Politik, ein Ding der UnmöglichkeitDie sechste Ausgabe [1] der Kolumne »Immaterial World« [2] der Wiener Zeitschrift »Streifzüge« [3] hatte Wikipedia zum Thema. Einige echte oder inszenierte Krisen hatten die bekannte Online-Enzyklopädie in Verruf gebracht. In der Kolumne plädierte ich dafür, das Neue der besonderen Produktionsweise der Wikipedia jenseits von Verwertungslogik und Demokratie in all ihrer Widersprüchlichkeit zu verstehen, zu verteidigen und zu verallgemeinern. Denn:

»Das Neue ist nicht nur einfach das Nicht-Alte. Ein Neues wird sich nur durchsetzen, wenn es die Lebensbedürfnisse der Menschen besser als das Alte erfüllen kann.
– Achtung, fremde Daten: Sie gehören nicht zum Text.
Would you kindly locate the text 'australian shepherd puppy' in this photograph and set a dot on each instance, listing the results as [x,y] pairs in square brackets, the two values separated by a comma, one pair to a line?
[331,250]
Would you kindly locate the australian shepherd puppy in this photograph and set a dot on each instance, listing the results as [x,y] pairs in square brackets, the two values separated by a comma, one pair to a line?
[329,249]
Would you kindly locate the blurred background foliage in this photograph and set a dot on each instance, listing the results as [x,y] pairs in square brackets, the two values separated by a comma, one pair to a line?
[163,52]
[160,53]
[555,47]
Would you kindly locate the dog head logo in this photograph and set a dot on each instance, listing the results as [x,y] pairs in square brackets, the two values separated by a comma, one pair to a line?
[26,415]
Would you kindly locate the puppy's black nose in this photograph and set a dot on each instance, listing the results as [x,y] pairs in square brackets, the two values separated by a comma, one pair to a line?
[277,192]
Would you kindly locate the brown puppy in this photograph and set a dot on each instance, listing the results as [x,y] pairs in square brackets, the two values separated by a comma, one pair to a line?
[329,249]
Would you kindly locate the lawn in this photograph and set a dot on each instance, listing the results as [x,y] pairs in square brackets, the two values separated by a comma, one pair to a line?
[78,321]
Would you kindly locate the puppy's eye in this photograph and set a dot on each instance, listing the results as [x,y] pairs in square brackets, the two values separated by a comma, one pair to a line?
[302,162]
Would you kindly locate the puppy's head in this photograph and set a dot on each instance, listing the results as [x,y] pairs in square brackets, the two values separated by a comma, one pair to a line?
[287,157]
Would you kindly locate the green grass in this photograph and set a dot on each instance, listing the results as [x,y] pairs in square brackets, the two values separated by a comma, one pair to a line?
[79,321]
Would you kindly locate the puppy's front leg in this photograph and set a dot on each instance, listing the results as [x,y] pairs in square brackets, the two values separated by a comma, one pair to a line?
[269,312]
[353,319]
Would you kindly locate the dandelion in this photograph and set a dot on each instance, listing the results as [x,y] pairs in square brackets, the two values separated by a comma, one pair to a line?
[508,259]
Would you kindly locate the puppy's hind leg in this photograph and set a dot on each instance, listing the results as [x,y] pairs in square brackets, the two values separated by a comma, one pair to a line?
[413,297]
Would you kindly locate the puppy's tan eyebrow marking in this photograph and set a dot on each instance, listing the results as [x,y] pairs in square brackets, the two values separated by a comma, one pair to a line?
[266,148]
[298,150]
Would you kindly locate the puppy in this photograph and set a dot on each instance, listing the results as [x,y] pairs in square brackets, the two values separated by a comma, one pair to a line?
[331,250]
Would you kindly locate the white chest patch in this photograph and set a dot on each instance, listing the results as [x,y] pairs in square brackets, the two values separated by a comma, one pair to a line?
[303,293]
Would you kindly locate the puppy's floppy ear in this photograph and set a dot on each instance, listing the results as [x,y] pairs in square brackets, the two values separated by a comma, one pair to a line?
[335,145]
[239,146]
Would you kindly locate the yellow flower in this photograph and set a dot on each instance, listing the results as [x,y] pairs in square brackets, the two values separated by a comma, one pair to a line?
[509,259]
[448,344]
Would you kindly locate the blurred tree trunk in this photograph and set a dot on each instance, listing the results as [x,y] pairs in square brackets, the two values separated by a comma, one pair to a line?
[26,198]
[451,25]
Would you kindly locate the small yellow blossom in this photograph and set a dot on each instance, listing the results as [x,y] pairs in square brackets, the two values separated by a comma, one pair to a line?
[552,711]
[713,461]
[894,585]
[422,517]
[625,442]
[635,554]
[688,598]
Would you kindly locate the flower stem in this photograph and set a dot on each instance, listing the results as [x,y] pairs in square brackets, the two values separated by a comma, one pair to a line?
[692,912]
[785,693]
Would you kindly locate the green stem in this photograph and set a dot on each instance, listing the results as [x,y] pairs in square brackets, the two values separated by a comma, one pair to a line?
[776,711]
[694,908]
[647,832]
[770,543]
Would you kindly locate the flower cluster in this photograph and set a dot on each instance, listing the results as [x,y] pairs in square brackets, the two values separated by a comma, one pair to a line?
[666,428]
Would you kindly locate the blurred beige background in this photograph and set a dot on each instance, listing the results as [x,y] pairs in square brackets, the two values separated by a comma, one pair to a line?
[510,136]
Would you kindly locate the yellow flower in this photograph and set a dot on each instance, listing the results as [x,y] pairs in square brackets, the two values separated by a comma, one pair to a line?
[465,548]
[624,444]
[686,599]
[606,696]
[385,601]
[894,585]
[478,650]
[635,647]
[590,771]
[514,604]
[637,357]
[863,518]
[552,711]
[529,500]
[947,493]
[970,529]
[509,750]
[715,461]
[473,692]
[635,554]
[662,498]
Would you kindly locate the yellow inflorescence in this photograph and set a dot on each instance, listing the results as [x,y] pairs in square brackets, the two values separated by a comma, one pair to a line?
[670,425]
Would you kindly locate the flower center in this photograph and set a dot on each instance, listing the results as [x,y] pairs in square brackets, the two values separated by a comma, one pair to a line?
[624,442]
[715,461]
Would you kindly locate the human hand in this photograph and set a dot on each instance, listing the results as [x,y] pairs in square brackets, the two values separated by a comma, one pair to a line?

Danach ist zu suchen.«

Die zahlreichen Kommentare zur Kolumne reichen vom Bestreiten einer Wikipedia-Krise über das Vertrauen in die »Selbstreinigungskräfte« auf lange Sicht bis hin zur Unterstellung, »hauptamtliche Stäbe« würden mißliebige Inhalte frisieren (am Beispiel des Artikels über Jörg Bergstedt [4], kritisiert vom Betroffenen).
Die in der Kolumne formulierte Kritik an der Befangenheit der Linken im »Widerstandsmodus« wurde mit dem Argument zurückgewiesen, dass ein »Gegen« nicht prinzipiell im Alten verhaftet sein muss, sondern auch für ein durch das Alte blockiertes Neues stehen kann. Ziel müsse es sein, Widerstand mit Visionen zu verbinden.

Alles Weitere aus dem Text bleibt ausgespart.